Reference counting - Each object has
a count which is incremented when
someone takes a reference to the
object, and decremented when someone
releases the reference. When the reference count goes to zero, the object is deleted. COM uses
this approach.
Mark and sweep - Each object has a flag if it is in use. Starting at the root of the object graph (global variables, locals on stacks, etc.) each referenced object gets its flag set, and so on down the chain. At the end, all objects that are not referenced in the graph are deleted.
The garbage collector for the CLR is described in this slidedeck. "Roots" on slide 15 are the sources for the objects that first go into the graph. Their member fields and so on are used to find the other objects in the graph.
Wikipedia describes several of these approaches in much more and better detail.
Garbage collection is simply knowing if there is any future need for variables in your program, and if not, collect and delete them.
Emphasis is on the word Garbage, something that is completely used out in your house is thrown in the trash and the garbage man handles it for you by coming to pick it up and take it away to give you more room in your house trash can.

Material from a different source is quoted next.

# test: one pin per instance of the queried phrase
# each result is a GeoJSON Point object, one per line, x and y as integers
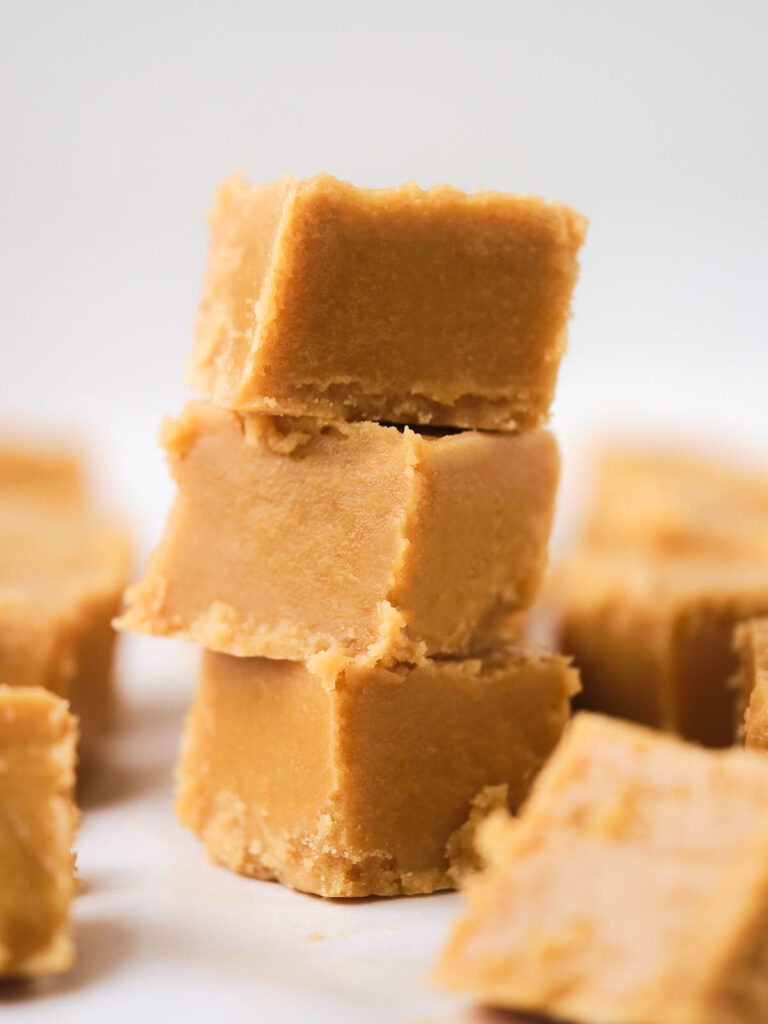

Reference Counting, Mark and Sweep, Copying, Train etc. are discussed in good detail at GC FAQ
The general way it is done is that the number of references to an object are kept track of in the background, and when that number goes to zero, the object is SUBJECT TO garbage collection, however the GC will not fire up until it is explicitly needed because it is an expensive operation. What happens when it starts is that the GC goes through the managed area of memory and finds every object that has no references left. The gc deletes those objects by first calling their destructors, allowing them to clean up after themselves, then frees the memory. Commonly the GC will then compact the managed memory area by moving every surviving object to one area of memory, allowing more allocations to take place.
Like i said this is one method that i know of, and there is a lot of research being done in this area.
Garbage collection is a big topic, and there are a lot of ways to implement it.
But for the most common in a nutshell, the garbage collector keeps a record of all references to anything created via the new operator, even if that operator's use was hidden from you (for example, in a Type.Create() method). Each time you add a new reference to the object, the root of that reference is determined and added to the list, if needed. A reference is removed whenever it goes out of scope.
When there are no more references to an object, it can (not "will") be collected. To improve performance and make sure necessary cleanup is done correctly, collections are batched for several objects at once and happen over multiple generations.